All das bezweifelte die klagende Haftpflichtversicherung im Verfahren nicht, sondern stützte es sich ausschließlich auf eine Schadensteilung zwischen den beiden Schädigern mit der Begründung, dass sie im Außenverhältnis gegenüber dem Auftraggeber mehr bezahlt habe, als sie im Innenverhältnis mit der örtlichen Bauaufsicht zahlen müsste, weshalb sie zum Regress berechtigt sei.

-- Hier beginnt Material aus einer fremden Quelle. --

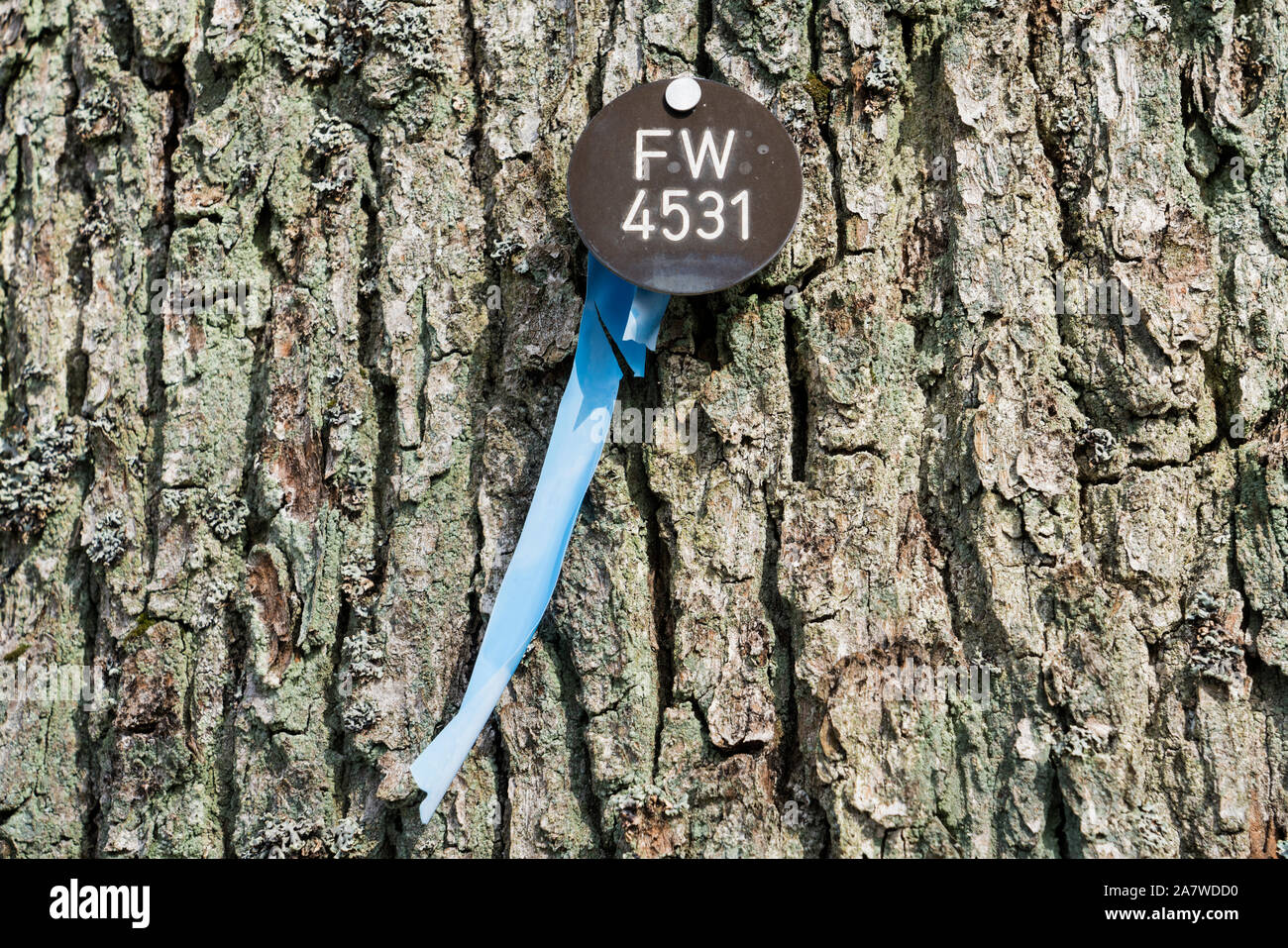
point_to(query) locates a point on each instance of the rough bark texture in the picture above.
(277, 528)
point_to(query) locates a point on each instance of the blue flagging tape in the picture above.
(631, 316)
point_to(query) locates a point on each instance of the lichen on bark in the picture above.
(1010, 399)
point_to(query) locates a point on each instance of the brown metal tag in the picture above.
(687, 201)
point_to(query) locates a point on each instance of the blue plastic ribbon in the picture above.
(631, 316)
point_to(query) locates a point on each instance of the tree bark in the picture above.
(1012, 401)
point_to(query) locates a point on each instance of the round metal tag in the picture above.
(684, 202)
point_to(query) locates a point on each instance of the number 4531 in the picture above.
(677, 215)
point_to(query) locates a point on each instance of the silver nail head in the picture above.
(683, 93)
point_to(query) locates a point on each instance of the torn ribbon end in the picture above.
(630, 317)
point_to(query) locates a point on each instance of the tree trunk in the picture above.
(1008, 408)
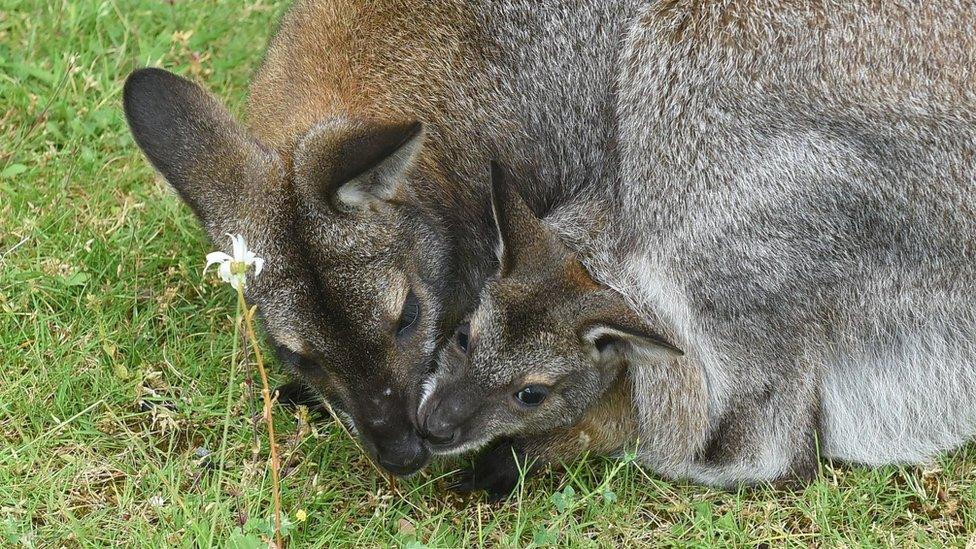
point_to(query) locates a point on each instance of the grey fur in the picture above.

Das Höchstgericht hielt zunächst fest, dass der Regress des Werkunternehmers, der dem Auftraggeber im Zuge der Werkausführung einen Schaden verursacht und auch ersetzt hat, gegen die örtliche Bauaufsicht, die ihrerseits eine schadenskausale Sorgfaltswidrigkeit bei der Überwachung der Ausführung begangen hat und die daher gemeinsam mit dem Werkunternehmer eine Solidarhaftung gegenüber dem Auftraggeber trifft, nicht grundsätzlich ausgeschlossen ist. Es bedarf in jedem Fall einer Einzelfallbetrachtung sowie der konkreten Beurteilung des vorzuwerfenden Verhaltens. Im konkreten Fall erachtete das Höchstgericht den Sorgfaltsverstoß auf Seiten des Werkunternehmers als so gravierend, dass demgegenüber die bloße Pflicht der örtlichen Bauaufsicht zur Überwachung der Ausführungsarbeiten massiv in den Hintergrund rückte. Aus diesem Grund versagte letztendlich der Oberste Gerichtshof in diesem Fall die Möglichkeit des anteiligen Regresses gegenüber der örtlichen Bauaufsicht.
Für die berufliche Praxis bedeutet dies, dass ein Werkunternehmer, der dem Auftraggeber Schadenersatzansprüche (Mangelfolgeschäden) ersetzt, die Möglichkeit überprüfen kann, ob weiteren Professionisten oder der örtlichen Bauaufsicht ebenfalls eine schadenskausale Sorgfaltswidrigkeit anzulasten ist, die eine Solidarhaftung begründen und zum anteiligen Regress berechtigen kann. Die örtliche Bauaufsicht wird ihrerseits zur Vermeidung derartiger Regressforderungen danach trachten, die wahrgenommenen Überwachungstätigkeiten textlich und bildlich zu dokumentieren um im Streitfall darlegen zu können, dass allfällige Zurechnungsgründe auf Seiten der Bauaufsicht zu gering ausgeprägt sind, sodass im Innenverhältnis zwischen den Solidarschuldnern auch kein Ausgleich vorzunehmen ist.